Forum Moderators: Robert Charlton & goodroi

Message Too Old, No Replies

Google HTTP accept

Observation on http accept

ajparty

3:29 pm on Mar 29, 2005 (gmt 0)

This may not be of interest to anyone except hardcore goolge obsessives :) ... the http accept header on the googlebot (from my observation) is usually:

text/html,text/plain

but occasionally

text/html,text/plain,application/*,*/*

This is for the 'old style' Googlebot/2.1 (+http://www.google.com/bot.html), not the new Mozilla one - which I haven't seen yet.

There's no obvious reason for this difference.

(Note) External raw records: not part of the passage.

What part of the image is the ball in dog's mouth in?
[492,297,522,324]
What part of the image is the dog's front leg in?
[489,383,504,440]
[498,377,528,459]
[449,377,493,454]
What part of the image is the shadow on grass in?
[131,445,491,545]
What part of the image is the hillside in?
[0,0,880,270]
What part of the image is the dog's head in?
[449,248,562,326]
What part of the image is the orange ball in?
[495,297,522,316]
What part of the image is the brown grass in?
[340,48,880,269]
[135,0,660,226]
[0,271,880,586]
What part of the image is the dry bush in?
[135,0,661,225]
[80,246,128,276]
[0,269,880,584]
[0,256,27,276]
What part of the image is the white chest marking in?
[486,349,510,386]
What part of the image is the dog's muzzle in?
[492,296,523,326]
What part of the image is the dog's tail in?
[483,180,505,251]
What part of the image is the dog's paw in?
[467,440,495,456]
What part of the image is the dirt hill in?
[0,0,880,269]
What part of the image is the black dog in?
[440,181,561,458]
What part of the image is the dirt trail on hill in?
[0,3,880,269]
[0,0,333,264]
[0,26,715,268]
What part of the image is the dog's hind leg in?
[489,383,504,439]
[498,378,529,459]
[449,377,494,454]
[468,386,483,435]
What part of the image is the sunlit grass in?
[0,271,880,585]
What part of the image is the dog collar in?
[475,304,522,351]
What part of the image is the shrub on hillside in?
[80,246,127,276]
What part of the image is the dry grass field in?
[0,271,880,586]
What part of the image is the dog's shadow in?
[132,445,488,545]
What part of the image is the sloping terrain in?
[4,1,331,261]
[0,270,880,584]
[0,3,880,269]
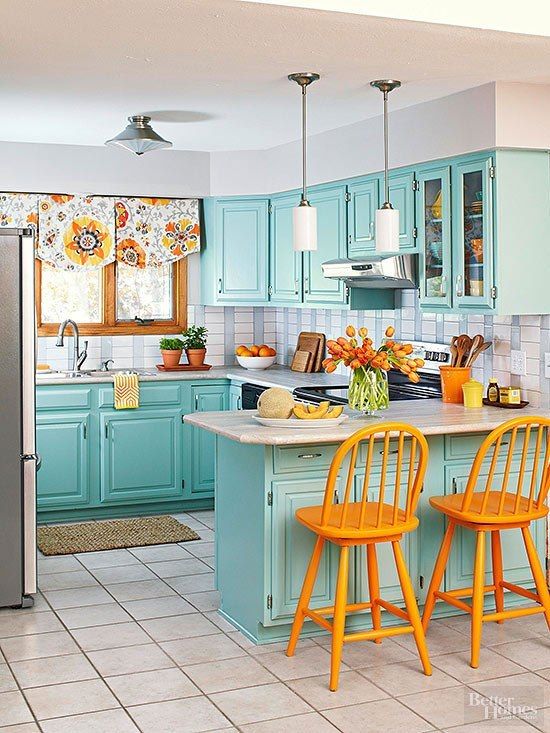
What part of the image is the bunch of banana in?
[292,402,344,420]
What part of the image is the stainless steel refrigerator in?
[0,228,39,606]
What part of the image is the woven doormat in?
[38,515,200,555]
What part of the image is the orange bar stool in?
[286,422,432,691]
[423,417,550,668]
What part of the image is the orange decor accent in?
[423,417,550,668]
[286,422,432,691]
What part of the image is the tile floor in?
[0,512,550,733]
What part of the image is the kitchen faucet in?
[55,318,88,372]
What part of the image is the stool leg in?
[470,531,485,669]
[329,545,349,692]
[391,541,432,675]
[286,537,325,657]
[367,543,382,644]
[491,530,504,624]
[521,527,550,629]
[422,520,455,631]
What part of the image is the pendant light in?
[370,79,401,252]
[105,115,172,155]
[288,71,319,252]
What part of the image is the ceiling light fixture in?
[370,79,401,252]
[288,71,319,252]
[105,115,172,155]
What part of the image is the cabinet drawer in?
[36,387,92,410]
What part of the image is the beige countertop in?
[184,400,550,445]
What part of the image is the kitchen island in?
[184,400,550,643]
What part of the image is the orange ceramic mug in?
[439,366,472,404]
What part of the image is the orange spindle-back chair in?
[287,422,431,691]
[423,417,550,667]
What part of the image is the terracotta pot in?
[160,349,182,369]
[189,349,206,366]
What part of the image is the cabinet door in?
[215,199,268,303]
[304,186,347,305]
[452,157,494,310]
[36,412,90,511]
[190,384,227,498]
[416,167,452,309]
[271,477,353,619]
[100,408,183,504]
[269,193,302,303]
[348,177,379,257]
[445,462,546,598]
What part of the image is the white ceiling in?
[0,0,550,150]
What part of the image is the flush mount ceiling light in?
[288,71,319,252]
[105,115,172,155]
[370,79,401,252]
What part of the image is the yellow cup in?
[462,379,483,407]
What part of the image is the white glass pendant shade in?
[292,204,317,252]
[375,207,399,252]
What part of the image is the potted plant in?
[159,338,183,369]
[183,326,208,366]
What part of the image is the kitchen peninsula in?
[184,400,549,643]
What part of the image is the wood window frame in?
[35,257,187,336]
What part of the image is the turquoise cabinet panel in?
[36,412,90,510]
[216,199,268,303]
[304,186,347,305]
[100,409,183,504]
[269,193,303,303]
[347,176,380,257]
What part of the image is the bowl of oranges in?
[235,344,277,369]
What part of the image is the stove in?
[293,341,451,405]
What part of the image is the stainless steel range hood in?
[322,255,418,290]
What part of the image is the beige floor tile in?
[57,603,132,633]
[122,596,197,621]
[71,621,150,652]
[128,696,232,733]
[431,647,524,684]
[40,709,139,733]
[0,690,33,726]
[38,569,98,593]
[323,692,433,733]
[25,680,119,720]
[287,671,388,710]
[0,631,79,662]
[241,713,340,733]
[149,557,210,578]
[182,657,277,694]
[0,611,63,639]
[88,644,175,677]
[12,654,98,688]
[399,685,490,728]
[359,659,460,697]
[140,613,219,641]
[105,578,175,602]
[105,669,200,707]
[210,682,312,733]
[44,585,113,610]
[160,633,246,666]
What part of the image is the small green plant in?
[182,326,208,349]
[159,338,183,351]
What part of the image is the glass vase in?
[348,367,390,415]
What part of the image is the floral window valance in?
[0,193,200,270]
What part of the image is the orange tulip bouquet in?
[323,326,424,415]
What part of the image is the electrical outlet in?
[510,349,527,377]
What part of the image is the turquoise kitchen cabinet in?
[269,192,303,304]
[36,411,91,511]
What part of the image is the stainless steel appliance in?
[0,229,39,606]
[293,342,451,405]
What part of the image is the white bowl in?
[237,355,277,369]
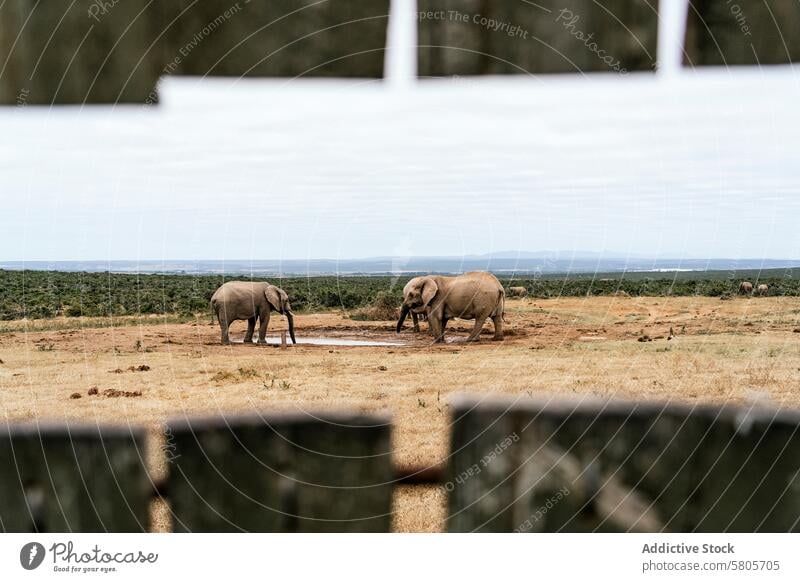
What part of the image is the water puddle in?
[232,337,407,347]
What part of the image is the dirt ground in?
[0,297,800,531]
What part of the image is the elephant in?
[397,271,505,343]
[211,281,297,345]
[403,277,425,333]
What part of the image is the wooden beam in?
[417,0,658,77]
[684,0,800,67]
[165,0,389,78]
[168,414,393,532]
[0,424,152,532]
[445,398,800,532]
[0,0,161,105]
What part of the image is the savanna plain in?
[0,296,800,531]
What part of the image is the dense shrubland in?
[0,269,800,320]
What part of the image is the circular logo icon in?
[19,542,45,570]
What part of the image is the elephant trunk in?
[397,304,411,333]
[286,311,297,344]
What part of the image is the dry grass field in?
[0,297,800,531]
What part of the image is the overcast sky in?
[0,0,800,260]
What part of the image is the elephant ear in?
[422,279,439,307]
[264,285,283,313]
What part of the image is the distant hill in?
[0,251,800,276]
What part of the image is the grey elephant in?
[403,277,425,333]
[397,271,505,342]
[211,281,297,345]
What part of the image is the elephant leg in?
[244,317,256,344]
[467,315,488,342]
[219,319,231,346]
[492,313,503,341]
[428,312,445,343]
[258,312,269,344]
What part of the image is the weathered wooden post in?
[165,0,389,77]
[169,413,393,532]
[684,0,800,66]
[417,0,658,77]
[0,424,153,532]
[0,0,164,105]
[445,398,800,532]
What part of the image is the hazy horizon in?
[0,2,800,261]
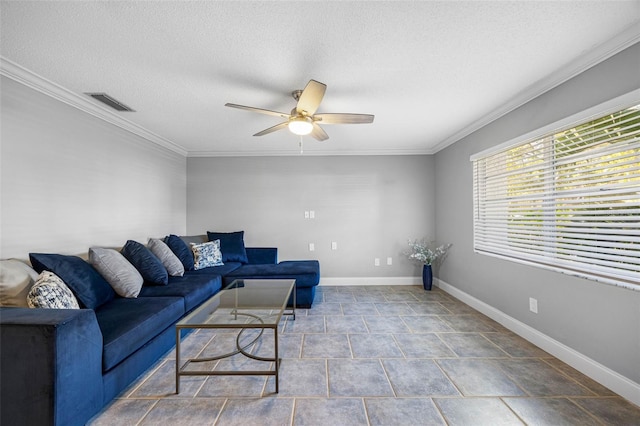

While I'm posting, here are some others, which you may find interesting:

text/html, text/plain, application/*
msnbot/1.0 (+http://search.msn.com/msnbot.htm)

*/*
Mozilla/5.0 (compatible; Yahoo! Slurp; h t t p://help.yahoo.com/help/us/ysearch/slurp)

*/*
Mozilla/5.0 (compatible; Googlebot/2.1; +http://www.google.com/bot.html)


text/html, text/plain, appplication/x-shockwave-flash
Mozilla/2.0 (compatible; Ask Jeeves/Teoma)

mrMister

2:32 am on Mar 31, 2005 (gmt 0)

I think they're just playing about with detection for cloaking.

They obviously can't process every kind of document that exists which is what */* suggests. They'd be mad to be using this bot for their search engine data because it will get all sorts of stuff that it can't process.

Has anyone tried serving these bots some kind of data that it might have a chance of handling (eg. Application/XML) to see if the content gets indexed?